The Government is in the middle of a political not an economic crisis. The crisis began the morning the Times announced it would not be including radical plans to overhaul pensions in this year’s budget and it has deepened at each corner turned since.
The reasons given for shelving the pension reform was the underlying problems with world financial markets. Today stock-markets are more or less back to the levels at the start of the year, interest rates are at 0.5% and the vast majority of higher earners in this country are awash with cash having virtually no mortgage to pay. There is no economic crisis.
Asking higher earners to accept a reduction in incentives to save is like taking away sweets from a spoiled child. The enormous inequalities between those well-pensioned on long-term employment contracts and those with minimal pensions on zero hours contracts has never been more obvious.
And yet the Chancellor cites economic instability and the minutiae of mini-economic cycles as a reason not to make the fundamental reforms he himself has promised.
The craven capitulation of the Chancellor of the Exchequer to the protectionism of his back-benchers is the reason that the well-pensioned continue to rack up extreme pension wealth relative to the poorest in our society. I am with Osborne, this has nothing to do with Europe– this has everything to do with political opportunism.
Admit you’ve boobed and start again
The best thing that Osborne could do right now is come clean and admit what a total balls-up he has made of this budget and accept that Plan A, which was to find his budget repair kit from the £17bn odd that companies will contribute tax-free into our pensions (the bulk of which goes tax-free to the wealthy. Not only could Osborne have reflated the tyres with income tax on some of this money, but he could have taken national insurance too.
He could have taken this money , not from people’s net disposable income but from their pension pots or- in the case of those still accruing defined benefits, as a charge against the future promise. In short, Osborne missed an open goal.
Putting the money where the votes were has impressed nobody.
Instead of taking his money painlessly from the pots of the wealthy, he chose to have a go at those with least, to the outrage of the country. Whatever political upset he might have had from his backbenchers by taking pension taxes from the rich is as nothing to the opprobrium meeted upon him now.
If his plan was to smooth the way to a yes vote, he has spectacularly failed, offering the leavers the publicity that dominated the headlines over the weekend.
Above all, the people who are the guardians of our money, those who we would like to consider are the guardians of our fiscal prudence, have shown themselves as short-termist, putting the interests of a political position (staying in Europe) and of political insecurity (their small majority) above the interests of the country.

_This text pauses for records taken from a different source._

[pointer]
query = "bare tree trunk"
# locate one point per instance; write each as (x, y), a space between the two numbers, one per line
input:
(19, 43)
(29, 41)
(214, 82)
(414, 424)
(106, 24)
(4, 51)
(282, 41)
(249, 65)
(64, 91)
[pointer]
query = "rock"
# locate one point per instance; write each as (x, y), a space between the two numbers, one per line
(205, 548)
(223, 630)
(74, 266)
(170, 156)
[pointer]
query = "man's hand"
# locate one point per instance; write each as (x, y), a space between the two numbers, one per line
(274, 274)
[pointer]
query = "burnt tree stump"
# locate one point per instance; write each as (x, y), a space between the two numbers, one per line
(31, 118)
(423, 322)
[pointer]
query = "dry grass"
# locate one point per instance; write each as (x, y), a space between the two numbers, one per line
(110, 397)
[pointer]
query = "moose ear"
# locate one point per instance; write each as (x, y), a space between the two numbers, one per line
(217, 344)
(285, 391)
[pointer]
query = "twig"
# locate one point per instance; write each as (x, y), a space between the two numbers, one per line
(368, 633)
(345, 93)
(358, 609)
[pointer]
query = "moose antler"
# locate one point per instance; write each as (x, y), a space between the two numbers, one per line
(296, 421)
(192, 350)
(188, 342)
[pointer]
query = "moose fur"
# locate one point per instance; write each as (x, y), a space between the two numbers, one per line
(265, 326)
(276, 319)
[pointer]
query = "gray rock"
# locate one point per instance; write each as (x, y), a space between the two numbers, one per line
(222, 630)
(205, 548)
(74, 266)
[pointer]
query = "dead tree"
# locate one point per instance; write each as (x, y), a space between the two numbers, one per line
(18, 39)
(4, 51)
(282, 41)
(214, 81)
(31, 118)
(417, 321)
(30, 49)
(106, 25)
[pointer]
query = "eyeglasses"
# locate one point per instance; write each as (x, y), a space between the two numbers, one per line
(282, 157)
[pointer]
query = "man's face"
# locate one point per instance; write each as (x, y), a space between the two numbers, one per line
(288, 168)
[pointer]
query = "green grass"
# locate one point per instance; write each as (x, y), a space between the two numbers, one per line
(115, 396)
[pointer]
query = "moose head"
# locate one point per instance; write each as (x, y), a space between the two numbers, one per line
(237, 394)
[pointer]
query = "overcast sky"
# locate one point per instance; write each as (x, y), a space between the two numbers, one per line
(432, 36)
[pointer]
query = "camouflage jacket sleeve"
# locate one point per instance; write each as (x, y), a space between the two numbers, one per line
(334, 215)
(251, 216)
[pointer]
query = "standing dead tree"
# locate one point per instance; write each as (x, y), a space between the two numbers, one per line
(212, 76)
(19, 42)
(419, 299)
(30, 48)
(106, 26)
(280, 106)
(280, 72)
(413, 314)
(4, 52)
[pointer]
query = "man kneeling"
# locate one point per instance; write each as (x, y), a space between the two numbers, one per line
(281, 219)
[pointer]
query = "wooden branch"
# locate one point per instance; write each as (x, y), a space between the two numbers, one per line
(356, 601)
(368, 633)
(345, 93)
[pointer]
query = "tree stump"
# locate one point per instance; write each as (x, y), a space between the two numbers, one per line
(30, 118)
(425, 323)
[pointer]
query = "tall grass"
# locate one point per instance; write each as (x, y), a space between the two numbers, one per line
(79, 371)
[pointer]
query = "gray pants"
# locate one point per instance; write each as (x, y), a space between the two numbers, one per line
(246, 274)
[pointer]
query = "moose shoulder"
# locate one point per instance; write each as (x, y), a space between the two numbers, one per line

Morally the policy is entirely bankrupt. The interests of the wealthy property owning class, particularly those over 50 have been promoted over the poorest in society. Of all the indictments from Duncan Smith, the accusation that Osborne put our money where his votes were, was the most damning.
Corbyn is right, this budget has so unwound that we need another one. we need Budget II to rewind to the point only a few weeks ago when we could see a clear strategy that was morally and fiscally in tune with the Conservative manifesto and what the country had voted for.
I carry a Conservative member’s card in my wallet, not because I like the Conservative Party, but because I feel I can do more good within than without. Because I am so politically agnostic as to not care which party does a good job, so long as a good job is done.
Corbyn knows what he is doing – it is easy to know that when you have no power – but at least he can act the Fool to Osborne’s Lear.
Corbyn should focus on a budget repair kit that reflates the tyres using the long-term investments this country makes in its retirement. HMRC should become the fund manager for the excess benefits being squirrelled by the wealthy as un needed security in later life.
I would happily invest a proportion of my contributions in a manager with a 100% annual management charge so long as the charge went to the benefit of this country. Indeed – being at heart a Keynsian, I can see no better way of reflating the economy than through a reinvestment of a part of my future savings.
Return to Plan A
I hope that Osborne spent yesterday dusting off the plans for the radical overhaul of pensions that he promised us 12 months ago (and has failed to deliver).
The plans for that overhaul were, I am told, well advanced and shelved only for the short -term. Short-termism has blown up in the Chancellor’s face.
Now is the time to return to plan A , to relaunch the radical overhaul of pensions and to do so without further ado.
For if Osborne had stuck to his guns on pensions- this political crisis would never have happened.